Да, мы секта
Егор Софронов об алхимическом искусстве Александры Сухаревой как зеркале нашей репрессивной эпохи
Критик Егор Софронов, анализируя работы Александры Сухаревой, задается вопросом, затронутым в предисловии к этому номеру «Разногласий»: насколько можно считать современное искусство субкультурой?
I. Аллегория
Наступление обскурантизма в политике и искусстве дает о себе знать в моде на герметизм, в миграции значения прочь от навигируемой программы в сторону аллегорического. Как писал Вальтер Беньямин: «В царстве мысли аллегория то же, что в царстве вещей — руины» [1]. Руинированной в царстве мышления сегодня оказалась способность прояснять. Аллегория ставит перед нами насущную задачу толкования, аналитической дешифровки, но требует также соблюсти предосторожности и с уважением относиться к паутине отсылок, опутывающей возможность интерпретации. Раскрытие механизмов производства аллегории аналогично стремлению развенчать пелену мистификаций, сформировавшихся под гнетом цензуры, которая блокирует проговаривание причинно-следственных связей. Дискурсу искусства не останется ничего другого перед лицом все большей непрозрачности мира и нарастающего кризиса познания, кроме как учреждать, связывать и просвещать.

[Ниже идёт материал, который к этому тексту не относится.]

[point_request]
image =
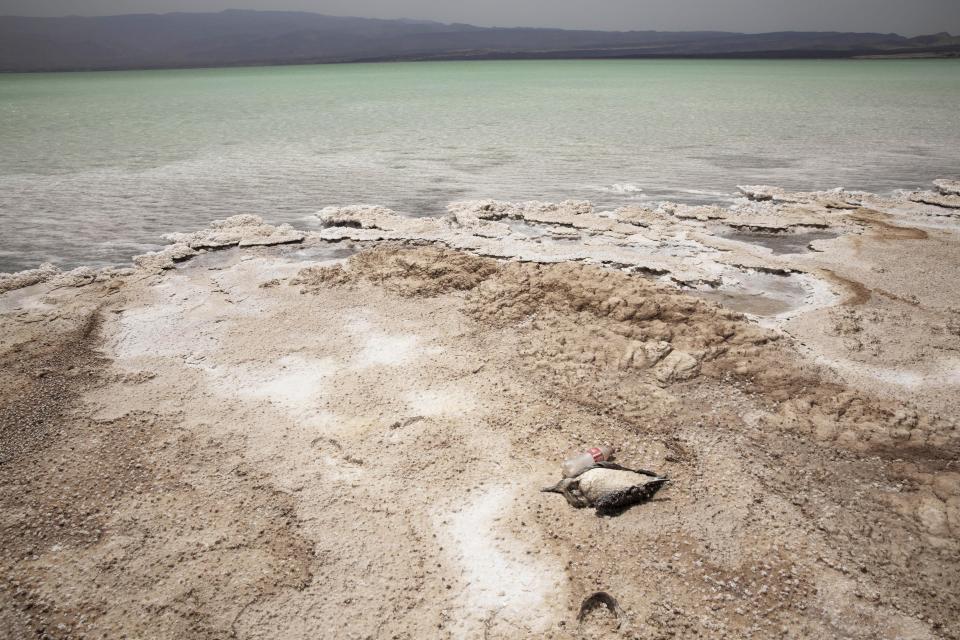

Контроль и закрытие публичной сферы государством приводят к психастениям, к реабилитации мистики, к различным эскапизмам, к распаду общества на закрытые микросообщества. Сегодняшний реакционный автократический зажим, подавляющий рационалистическую артикуляцию озабоченностей, причин, следствий и выводов, приводит к кризису способности действовать и к шифровке высказываний. В обществе надзор, слежка и сетевая квантификация рождают триумф подозрительности и сомнения. В философии реанимируются анимизм, объектно ориентированный витализм, антропологический плюрализм. В экономике торжествует постфордистская прекарность, которая — из-за табу на критический классовый анализ — компенсируется примиряющей с жизнью психотерапией и новыми культами. Для анализа интересен не только сам уход в кружки и в подполья, но и субъективности, которые в них порождаются — словно в пузырях идеологических блужданий.
Контроль и закрытие публичной сферы государством приводят к реабилитации мистики, к различным эскапизмам, к распаду общества на закрытые микросообщества.
Производство аллегорий как художественный метод может стать вновь актуальным в России 2017 года, во времена все более милитаризирующейся правой диктатуры. В 1970—1980-е годы для атаки слева на модернистский канон искусствоведы Крейг Оуэнс и Бенджамин Бухло задействовали фрагментирующий принцип аллегории как монтажа и коллажа — развенчивающий и пересобирающий вновь. Так и в межвоенной Европе, вторя методам дада и сюрреализма, Вальтер Беньямин с помощью понятия аллегории осмыслял историческую память в период краха революции и подъема тоталитаризмов. И сегодня художественным и критическим практикам следует быть внимательными к аллегорическому изъятию и сопротивлению.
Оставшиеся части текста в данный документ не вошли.